The Year of the Golden Pig 5
Lee looked at me and waited. His slick-head hair-do looked painted on. If he thought the look flattered him, he was one letter out. He had the pockmarks many of the Singaporeans aged around 40 had. Progress hadn’t been quite quick enough for them. Their children would be luckier, at least as far as their looks went. He kept the flat-eyed gaze on me, but picked up the business card and reeled off the information on it. He had it by heart already. And, since he also had my number, I decided to talk, rather than wait it out.
- ‘What’s this about?’ a poor opening, really.
- ‘ Is it not obvious Mr Law?’ he enquired. ‘ It would be, what is it? A dereliction of duty, if I did not interview a man whose name and number were found on a murder victim, hmm?’
- ‘ OK, I met this man. But he gave me his card. I told him my name, that’s all’
-‘Really, Mr Law? We have witnesses who saw you drinking with this man. Friends drink together, not acquaintances, especially not in Bugis Street.’
This was disingenuous and he knew it. I let it slide.
- ‘What witnesses?’
- ‘Muffadets’, he said.
The Singlish word, a corrupton of the English ‘hermaphrodites’, showed what he thought of the witnesses from Bugis Street. I wondered how they had been persuaded to make a statement, and who they were.
- ‘So, how long have you known this man?’
- ‘I don’t… didn’t know him.’ I wasn’t going to volunteer anything. This was an informal interview; there were no uniforms in the room, in case things got nasty.
- ‘Where did you go, after Bugis Street?’ he asked, he hooded his eyes. He looked like a cartoon oriental.
- ‘Tanglin? Or the tailor’s?’
- ‘I think you know the answer.’
- ‘But we don’t Mr Law, we don’t. We found other things with Mr Baudelaire. Business cards: a club and a restaurant. You know Tokyo Rose’s, of course. And everyone knows Fat Albert’s. One of our most famous restaurants, I don’t like it myself. Too many Gwailos.’
I looked blank.
- ‘Excuse me: white ghosts or foreign devils. You have no Cantonese, Mr Law? A disadvantage, in your line, hmm?’

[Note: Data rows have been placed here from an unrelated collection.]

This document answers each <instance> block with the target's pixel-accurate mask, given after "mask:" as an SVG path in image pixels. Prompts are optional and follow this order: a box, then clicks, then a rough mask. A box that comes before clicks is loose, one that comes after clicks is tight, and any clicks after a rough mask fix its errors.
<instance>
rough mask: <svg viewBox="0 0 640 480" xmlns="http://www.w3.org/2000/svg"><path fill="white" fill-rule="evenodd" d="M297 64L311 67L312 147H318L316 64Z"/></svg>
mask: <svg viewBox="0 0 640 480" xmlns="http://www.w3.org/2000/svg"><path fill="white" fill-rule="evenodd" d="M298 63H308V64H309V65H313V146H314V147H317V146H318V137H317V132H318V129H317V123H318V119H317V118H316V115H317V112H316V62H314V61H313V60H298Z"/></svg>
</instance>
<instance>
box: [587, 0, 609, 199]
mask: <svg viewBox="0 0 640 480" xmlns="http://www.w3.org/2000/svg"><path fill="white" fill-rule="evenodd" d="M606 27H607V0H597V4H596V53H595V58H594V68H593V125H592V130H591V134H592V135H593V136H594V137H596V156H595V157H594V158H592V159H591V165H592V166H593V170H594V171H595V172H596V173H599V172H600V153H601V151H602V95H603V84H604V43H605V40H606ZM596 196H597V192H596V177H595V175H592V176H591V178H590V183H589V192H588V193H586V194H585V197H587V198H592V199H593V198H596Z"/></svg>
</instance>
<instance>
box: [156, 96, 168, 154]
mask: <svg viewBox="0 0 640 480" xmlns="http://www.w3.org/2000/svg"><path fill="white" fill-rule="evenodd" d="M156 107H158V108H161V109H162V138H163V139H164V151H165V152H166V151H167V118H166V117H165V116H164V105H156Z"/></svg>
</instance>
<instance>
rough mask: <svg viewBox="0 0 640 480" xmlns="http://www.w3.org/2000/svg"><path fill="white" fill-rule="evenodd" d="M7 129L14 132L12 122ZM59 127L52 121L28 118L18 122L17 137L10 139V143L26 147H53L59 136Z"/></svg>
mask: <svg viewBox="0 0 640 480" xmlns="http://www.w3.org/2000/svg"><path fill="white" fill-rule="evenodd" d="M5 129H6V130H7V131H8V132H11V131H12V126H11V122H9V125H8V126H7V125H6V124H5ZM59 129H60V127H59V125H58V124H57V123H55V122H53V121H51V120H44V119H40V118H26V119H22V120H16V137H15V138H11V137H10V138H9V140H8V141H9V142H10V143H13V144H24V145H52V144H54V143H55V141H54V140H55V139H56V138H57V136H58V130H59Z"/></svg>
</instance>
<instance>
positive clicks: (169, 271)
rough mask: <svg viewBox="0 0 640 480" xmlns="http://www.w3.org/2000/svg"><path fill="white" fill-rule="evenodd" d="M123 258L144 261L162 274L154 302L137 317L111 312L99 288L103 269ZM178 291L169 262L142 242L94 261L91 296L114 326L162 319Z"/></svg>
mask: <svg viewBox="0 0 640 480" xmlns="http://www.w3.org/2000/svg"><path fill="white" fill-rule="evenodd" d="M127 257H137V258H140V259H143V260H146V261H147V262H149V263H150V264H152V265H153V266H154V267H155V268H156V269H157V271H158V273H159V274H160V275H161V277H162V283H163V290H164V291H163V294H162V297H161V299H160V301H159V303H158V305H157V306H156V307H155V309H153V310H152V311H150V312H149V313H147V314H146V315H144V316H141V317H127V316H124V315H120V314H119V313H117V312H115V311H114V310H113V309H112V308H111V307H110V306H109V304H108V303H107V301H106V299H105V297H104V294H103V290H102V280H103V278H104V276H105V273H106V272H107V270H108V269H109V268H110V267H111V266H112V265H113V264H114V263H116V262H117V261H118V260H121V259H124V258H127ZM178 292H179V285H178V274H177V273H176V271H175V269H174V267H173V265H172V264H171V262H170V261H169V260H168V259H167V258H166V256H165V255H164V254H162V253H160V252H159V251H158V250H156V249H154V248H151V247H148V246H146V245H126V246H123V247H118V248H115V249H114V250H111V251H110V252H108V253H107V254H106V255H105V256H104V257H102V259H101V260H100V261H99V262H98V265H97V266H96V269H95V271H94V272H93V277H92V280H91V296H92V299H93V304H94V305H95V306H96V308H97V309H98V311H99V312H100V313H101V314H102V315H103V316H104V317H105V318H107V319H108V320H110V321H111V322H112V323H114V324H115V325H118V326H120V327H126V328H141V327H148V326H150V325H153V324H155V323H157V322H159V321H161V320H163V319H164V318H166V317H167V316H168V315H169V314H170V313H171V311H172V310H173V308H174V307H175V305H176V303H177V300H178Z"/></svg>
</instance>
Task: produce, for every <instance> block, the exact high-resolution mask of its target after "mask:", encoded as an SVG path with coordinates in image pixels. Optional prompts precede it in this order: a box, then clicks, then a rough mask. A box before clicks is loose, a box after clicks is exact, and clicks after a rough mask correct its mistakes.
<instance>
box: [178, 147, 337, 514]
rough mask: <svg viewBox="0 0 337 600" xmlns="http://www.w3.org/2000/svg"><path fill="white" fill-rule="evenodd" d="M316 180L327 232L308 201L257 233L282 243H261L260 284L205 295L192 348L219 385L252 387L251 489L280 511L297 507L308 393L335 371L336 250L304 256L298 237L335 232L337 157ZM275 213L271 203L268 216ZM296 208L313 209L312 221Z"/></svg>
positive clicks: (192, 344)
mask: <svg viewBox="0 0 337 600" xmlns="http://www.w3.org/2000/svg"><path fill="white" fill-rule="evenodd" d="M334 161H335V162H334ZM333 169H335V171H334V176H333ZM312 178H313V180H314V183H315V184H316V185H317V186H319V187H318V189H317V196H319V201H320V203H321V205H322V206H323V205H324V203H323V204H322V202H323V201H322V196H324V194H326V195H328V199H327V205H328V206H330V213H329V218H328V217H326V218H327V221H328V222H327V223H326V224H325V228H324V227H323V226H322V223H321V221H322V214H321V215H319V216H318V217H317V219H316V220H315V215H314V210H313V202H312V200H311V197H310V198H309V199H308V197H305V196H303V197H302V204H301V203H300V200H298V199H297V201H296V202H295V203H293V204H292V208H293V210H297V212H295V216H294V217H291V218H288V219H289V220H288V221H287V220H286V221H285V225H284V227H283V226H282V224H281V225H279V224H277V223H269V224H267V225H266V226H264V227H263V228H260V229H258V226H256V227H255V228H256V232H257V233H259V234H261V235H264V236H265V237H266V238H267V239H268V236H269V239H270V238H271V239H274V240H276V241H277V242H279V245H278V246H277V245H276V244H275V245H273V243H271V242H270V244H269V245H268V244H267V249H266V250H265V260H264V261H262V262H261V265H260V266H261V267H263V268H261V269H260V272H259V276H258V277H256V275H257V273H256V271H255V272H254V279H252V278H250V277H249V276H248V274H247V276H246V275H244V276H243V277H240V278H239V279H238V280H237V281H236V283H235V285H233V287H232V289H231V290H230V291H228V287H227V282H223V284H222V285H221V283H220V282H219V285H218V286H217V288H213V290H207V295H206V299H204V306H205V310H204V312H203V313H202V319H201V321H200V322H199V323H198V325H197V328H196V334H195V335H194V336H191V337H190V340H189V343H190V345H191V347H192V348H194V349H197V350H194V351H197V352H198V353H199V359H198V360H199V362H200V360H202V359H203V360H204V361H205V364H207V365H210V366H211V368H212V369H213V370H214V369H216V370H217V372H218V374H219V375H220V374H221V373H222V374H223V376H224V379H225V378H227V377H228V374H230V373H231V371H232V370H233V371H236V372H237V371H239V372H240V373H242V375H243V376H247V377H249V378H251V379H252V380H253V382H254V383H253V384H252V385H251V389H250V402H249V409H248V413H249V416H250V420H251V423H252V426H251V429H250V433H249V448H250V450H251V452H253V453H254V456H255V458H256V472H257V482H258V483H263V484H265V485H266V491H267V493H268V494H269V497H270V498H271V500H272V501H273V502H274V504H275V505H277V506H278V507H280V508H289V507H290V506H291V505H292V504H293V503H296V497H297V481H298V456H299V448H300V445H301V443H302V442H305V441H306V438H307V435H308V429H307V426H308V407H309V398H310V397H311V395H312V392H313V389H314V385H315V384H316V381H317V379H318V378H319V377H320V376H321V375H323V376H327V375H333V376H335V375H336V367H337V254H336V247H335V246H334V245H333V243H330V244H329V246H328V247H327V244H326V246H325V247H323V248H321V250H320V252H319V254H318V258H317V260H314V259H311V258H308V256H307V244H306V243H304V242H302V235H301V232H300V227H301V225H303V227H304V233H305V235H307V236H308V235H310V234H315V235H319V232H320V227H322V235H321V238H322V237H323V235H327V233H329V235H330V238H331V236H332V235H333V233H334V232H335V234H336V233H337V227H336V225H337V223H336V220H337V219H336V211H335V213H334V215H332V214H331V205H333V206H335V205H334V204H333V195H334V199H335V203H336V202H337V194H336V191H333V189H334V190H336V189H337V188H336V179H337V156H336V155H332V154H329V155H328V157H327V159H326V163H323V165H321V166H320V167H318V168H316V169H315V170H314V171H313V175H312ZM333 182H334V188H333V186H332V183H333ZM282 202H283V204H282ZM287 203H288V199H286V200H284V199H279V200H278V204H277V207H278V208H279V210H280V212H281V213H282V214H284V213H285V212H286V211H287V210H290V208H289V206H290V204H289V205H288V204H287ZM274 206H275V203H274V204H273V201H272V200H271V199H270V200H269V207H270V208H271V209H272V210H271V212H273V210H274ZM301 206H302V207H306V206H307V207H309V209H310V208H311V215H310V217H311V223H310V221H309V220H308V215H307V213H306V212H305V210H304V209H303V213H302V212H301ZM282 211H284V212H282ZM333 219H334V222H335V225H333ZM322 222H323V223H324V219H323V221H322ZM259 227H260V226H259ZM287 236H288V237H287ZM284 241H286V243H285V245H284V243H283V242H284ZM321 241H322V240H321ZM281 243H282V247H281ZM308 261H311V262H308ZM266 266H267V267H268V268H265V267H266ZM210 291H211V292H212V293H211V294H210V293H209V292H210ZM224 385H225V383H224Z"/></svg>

- ‘I went to Tokyo Rose’s. Baudelaire didn’t.’
- ‘Or not with you, you’re telling me?’ He sounded sympathetic. Sympathy for the foreign devil, I thought.
Of course, I had a witness to confirm this. But if I gave Harry Wilson up, he wouldn’t be in Singapore - or the Air Force - long. They might wear his peculiar nocturnal habits, but getting mixed up in a murder enquiry was another matter. I did a stupid thing. I kept Harry out of it.
- ‘That’s right,’ I said.’
Lee gathered up the ‘photo and the card.
- ‘Well, thank you, Mr Law. You have been most co-operative.’
This was news to me. Lee stood. No hand was offered. As he held the door open, he added:
- ‘We might have to interview you more formally, if we thought you were investigating this matter without authority, Mr Law. N.O.B. hey?’
This time his laugh was sincere, if vindictive.